Using Hudson/Distributed builds
|Hudson Continuous Integration Server|
|Mailing List • Forums • IRC|
|Distributed building using Hudson|
Hudson supports the "master/slave" mode, where the workload of building projects are delegated to multiple "slave" nodes, allowing single Hudson installation to host a large number of projects, or provide different environments needed for builds/tests. This document describes this mode and how to use it.
How does this work?
A "master" is an installation of Hudson. When you weren't using the master/slave support, a master was all you had. Even in the master/slave mode, the role of a master remains the same. It will serve all HTTP requests, and it can still build projects on its own.

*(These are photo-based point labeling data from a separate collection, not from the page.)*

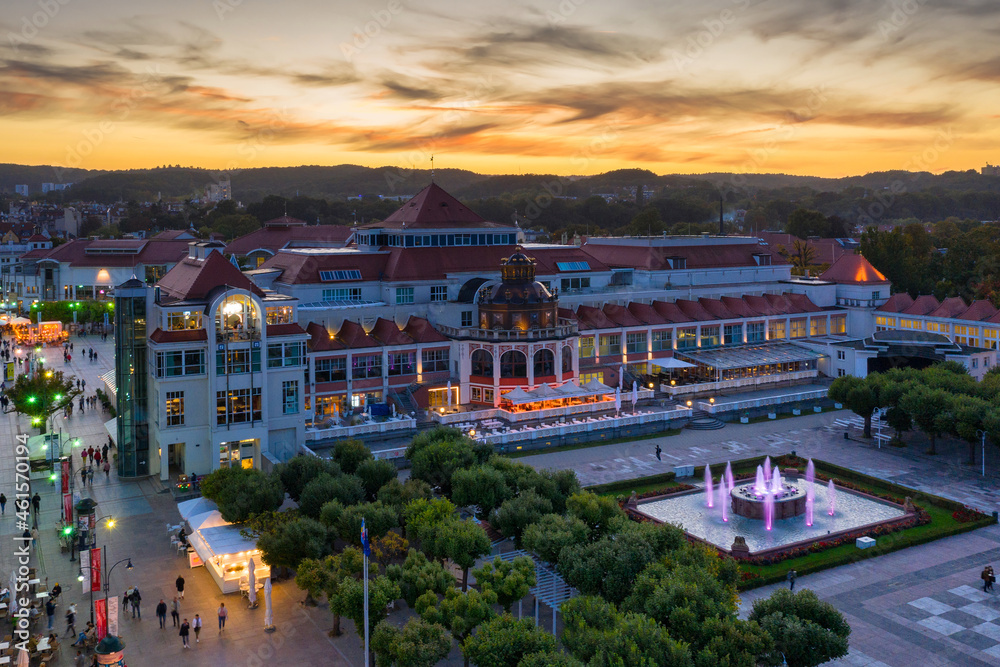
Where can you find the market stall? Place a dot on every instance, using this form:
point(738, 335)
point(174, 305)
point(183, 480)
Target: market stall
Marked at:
point(220, 547)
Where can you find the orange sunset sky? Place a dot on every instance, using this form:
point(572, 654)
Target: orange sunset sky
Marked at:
point(826, 87)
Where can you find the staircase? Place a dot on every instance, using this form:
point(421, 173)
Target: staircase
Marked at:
point(702, 421)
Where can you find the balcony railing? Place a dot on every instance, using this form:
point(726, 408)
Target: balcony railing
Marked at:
point(564, 330)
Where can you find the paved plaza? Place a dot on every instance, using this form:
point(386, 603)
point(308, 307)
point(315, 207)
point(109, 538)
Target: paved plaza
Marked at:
point(915, 607)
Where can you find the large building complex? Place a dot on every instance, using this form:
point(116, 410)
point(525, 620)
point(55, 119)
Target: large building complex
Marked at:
point(435, 307)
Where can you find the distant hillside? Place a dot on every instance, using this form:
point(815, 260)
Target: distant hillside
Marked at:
point(343, 181)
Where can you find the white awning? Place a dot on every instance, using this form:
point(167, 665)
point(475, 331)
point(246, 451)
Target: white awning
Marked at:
point(671, 363)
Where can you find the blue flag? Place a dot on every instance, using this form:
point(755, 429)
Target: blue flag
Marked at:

Slaves are computers that are set up to build projects for a master. Hudson runs a separate program called "slave agent" on slaves. There are various ways to start slave agents, but in the end a slave agent and Hudson master needs to establish a bi-directional byte stream (for example a TCP/IP socket.)
When slaves are registered to a master, a master starts distributing loads to slaves. The exact delegation behavior depends on configuration of each project. Some projects may choose to "stick" to a particular machine for a build, while others may choose to roam freely between slaves. For people accessing Hudson website, things works mostly transparently. You can still browse javadoc, see test results, download build results from a master, without ever noticing that builds were done by slaves.
Follow the Step by step guide to set up master and slave machines to quickly start using distributed builds.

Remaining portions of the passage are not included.